Additionally, CEX is also integrating with DEX at the product level, making trading on-chain assets a norm within CEX.

Coin prices can rise and fall, projects can rotate, regulations can tighten, and sectors can shift, but as long as everyone is still trading, as long as volatility remains, exchanges are the most stable "shovel sellers" in this game.

Besides exchanges, there are many other "shovel sellers" in the crypto world:

For example, mining machine companies like Bitmain profit by selling mining machines rather than mining, allowing them to remain profitable through multiple bull and bear cycles.

API service providers like Infura and Alchemy benefit as blockchain applications grow;

Stablecoin issuers like Tether and Circle earn "seigniorage" through interest rate spreads and asset allocation;

Asset issuance platforms like Pump.Fun continuously tax through bulk issuance of Meme assets.

……

In these positions, they don't need to bet on which chain will win or which Meme will explode; as long as speculation and liquidity remain, they can print money steadily.

Why is "selling shovels" the best business model?

The real business world is far more brutal than most people imagine; innovation often comes with a high risk of failure. To succeed, one not only needs personal effort but also relies on the course of history.

For any cyclical industry, the outcome is often as follows:

Building upper-layer applications is like mining for gold, pursuing Alpha (excess returns); you need to bet on the right direction, the right timing, and defeat your competitors, with a very low win rate and very high odds—any slight misjudgment can lead to total loss;

Building underlying infrastructure is like being an upstream shovel seller, earning Beta; as long as the entire industry continues to grow and the number of players keeps increasing, one can reap the benefits of scale and network effects. Shovel sellers are in the business of probabilities, not luck.

NVIDIA doesn't need to choose which AI large model will "make it," and Binance doesn't need to determine which narrative will last the longest.

They only need one condition: "Everyone continues to play this game."

Moreover, once you become accustomed to NVIDIA's CUDA ecosystem, the cost of migration becomes unimaginably high. Once your assets are all in a major exchange and you are used to its depth and liquidity, it becomes very difficult to adapt to a smaller exchange.

The endgame of the shovel-selling business often leads to monopoly. Once a monopoly is formed, pricing power is entirely in the hands of the shovel sellers, as evidenced by NVIDIA's gross margin of up to 73%.

To summarize from a very blunt perspective:

Shovel-selling companies earn the "tax of industry existence," while gold-mining companies earn the "time window bonus," needing to seize user mindshare within a brief window or risk being abandoned; those creating content or narratives earn "money from attention fluctuations," and once the trend shifts, traffic evaporates immediately.

To put it more plainly:

Selling shovels is betting that "this era will move in this direction";

Building applications is betting that "everyone will only choose me."

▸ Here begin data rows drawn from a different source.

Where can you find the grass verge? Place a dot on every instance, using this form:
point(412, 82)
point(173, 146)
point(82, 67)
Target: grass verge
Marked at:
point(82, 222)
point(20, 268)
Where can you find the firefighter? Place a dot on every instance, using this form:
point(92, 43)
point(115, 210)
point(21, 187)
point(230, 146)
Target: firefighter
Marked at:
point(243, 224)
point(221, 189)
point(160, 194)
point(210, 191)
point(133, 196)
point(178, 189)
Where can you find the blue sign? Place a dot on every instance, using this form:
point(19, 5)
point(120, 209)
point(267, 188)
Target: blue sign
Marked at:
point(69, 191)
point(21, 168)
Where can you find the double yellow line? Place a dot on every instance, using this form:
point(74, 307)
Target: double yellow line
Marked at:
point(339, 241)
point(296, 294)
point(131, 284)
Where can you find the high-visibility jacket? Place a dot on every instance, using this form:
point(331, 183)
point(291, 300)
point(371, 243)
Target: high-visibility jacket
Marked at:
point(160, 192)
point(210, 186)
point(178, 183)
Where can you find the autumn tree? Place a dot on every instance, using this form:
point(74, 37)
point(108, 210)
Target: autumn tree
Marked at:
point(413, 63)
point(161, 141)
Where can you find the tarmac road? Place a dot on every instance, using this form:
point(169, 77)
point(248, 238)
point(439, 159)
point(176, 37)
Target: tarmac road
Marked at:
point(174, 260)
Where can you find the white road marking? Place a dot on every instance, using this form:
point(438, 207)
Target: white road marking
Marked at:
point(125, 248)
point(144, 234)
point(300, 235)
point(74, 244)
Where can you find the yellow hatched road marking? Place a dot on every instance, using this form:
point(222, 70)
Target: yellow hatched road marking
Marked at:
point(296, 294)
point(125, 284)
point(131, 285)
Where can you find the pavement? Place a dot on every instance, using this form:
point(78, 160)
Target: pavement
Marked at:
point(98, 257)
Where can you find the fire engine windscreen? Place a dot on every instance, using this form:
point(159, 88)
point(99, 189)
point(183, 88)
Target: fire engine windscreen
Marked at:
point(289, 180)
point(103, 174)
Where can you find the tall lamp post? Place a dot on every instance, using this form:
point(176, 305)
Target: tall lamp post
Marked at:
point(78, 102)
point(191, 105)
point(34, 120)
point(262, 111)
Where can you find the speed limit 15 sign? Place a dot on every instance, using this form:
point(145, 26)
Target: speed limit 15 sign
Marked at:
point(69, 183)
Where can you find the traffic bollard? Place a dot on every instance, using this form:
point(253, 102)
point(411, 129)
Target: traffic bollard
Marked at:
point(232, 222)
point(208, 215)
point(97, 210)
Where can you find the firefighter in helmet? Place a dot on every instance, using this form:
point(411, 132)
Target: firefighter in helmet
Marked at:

The former is a macro proposition, while the latter is a brutal elimination race. Therefore, from a probability perspective, the win rate of selling shovels is an order of magnitude higher.

For retail investors or entrepreneurs like us, this is also a profound insight: If you can't see who the final winner will be or don't know which asset will continue to rise several times, then invest in those who provide water to all miners, sell shovels, or even just sell jeans.

Finally, let me share a piece of data: Trip.com Q3 net profit was 19.919 billion, surpassing Moutai (19.2 billion) and Xiaomi (11.3 billion).

Don't just focus on who shines the brightest in the story,

Think about who can continuously charge in all stories.

In times of fervor, serve the fervor, but remain calm; that is the highest wisdom in business.